Encrucijadas de la carne y del espíritu
Texto 3º: José García Nieto
Piedra y cielo de Roma
Ese dedo de Dios, eternamente
acercándose al hombre -y no lo toca-,
ese soplo encendido de su boca
que da sentido a un torso y a una frente,
Ese ser poderoso y derribado
que recibe la llama de la vida
en la carne, de amor estremecida,
en el barro, de amor humanizado,
No son tuyos; no has sido tú el maestro,
ni el creador, ni el oficiante diestro;
no era tuya la mano que pintaba.
Eras el obediente y conducido.
Dentro de un paraíso, aún no perdido,
también a ti el Señor te señalaba.
Qué quieto está ahora el mundo. Y tú, Dios mío…

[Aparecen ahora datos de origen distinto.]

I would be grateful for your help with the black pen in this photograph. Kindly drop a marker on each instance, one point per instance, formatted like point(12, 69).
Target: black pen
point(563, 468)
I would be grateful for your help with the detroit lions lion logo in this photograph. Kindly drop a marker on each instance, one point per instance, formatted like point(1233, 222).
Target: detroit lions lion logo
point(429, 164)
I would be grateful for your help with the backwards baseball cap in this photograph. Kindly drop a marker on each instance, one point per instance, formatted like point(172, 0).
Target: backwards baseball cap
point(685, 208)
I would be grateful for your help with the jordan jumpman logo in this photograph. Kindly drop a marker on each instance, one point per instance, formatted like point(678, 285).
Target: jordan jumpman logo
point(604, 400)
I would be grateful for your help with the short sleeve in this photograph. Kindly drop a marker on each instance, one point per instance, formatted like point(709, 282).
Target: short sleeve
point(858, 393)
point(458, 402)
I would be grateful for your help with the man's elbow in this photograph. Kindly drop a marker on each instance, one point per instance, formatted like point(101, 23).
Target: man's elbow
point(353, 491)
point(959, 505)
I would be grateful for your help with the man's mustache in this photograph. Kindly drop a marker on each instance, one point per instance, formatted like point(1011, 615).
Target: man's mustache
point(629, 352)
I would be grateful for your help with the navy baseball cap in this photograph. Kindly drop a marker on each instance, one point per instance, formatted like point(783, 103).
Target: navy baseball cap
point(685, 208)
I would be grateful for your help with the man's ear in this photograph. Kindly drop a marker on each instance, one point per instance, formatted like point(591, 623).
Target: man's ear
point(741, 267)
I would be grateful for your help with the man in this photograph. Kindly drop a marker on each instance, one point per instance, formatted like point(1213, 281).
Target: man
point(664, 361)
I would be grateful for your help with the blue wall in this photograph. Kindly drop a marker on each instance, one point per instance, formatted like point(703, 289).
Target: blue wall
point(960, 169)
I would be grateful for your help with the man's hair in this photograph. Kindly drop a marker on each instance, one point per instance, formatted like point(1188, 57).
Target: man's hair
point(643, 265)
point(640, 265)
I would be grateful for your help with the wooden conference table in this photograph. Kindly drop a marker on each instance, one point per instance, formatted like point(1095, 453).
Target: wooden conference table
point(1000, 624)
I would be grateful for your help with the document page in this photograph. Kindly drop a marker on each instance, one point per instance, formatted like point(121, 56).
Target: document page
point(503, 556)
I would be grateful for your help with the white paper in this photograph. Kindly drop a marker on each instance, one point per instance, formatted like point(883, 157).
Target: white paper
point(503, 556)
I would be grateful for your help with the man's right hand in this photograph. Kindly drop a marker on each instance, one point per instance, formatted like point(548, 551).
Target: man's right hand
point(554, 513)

Qué quieto está ahora el mundo. Y tú, Dios mío,
qué cerca estás. Podría hasta tocarte.
Y hasta reconocerte en cualquier parte
de la tierra. Podría decir: río,
y nombrar a tu sangre. En el vacío
de esta tarde, decir: Dios, y encontrarte
en esas nubes. ¡Oh, Señor, hablarte,
y responderme Tú en el verso mío!
Porque estás tan en todo, y yo lo siento,
que, más que nunca, en la quietud del día
se evidencian tus manos y tu acento.
Diría muerte, ahora, y no se oiría
mi voz. Eternidad, repetiría
la antigua y musical lengua del viento.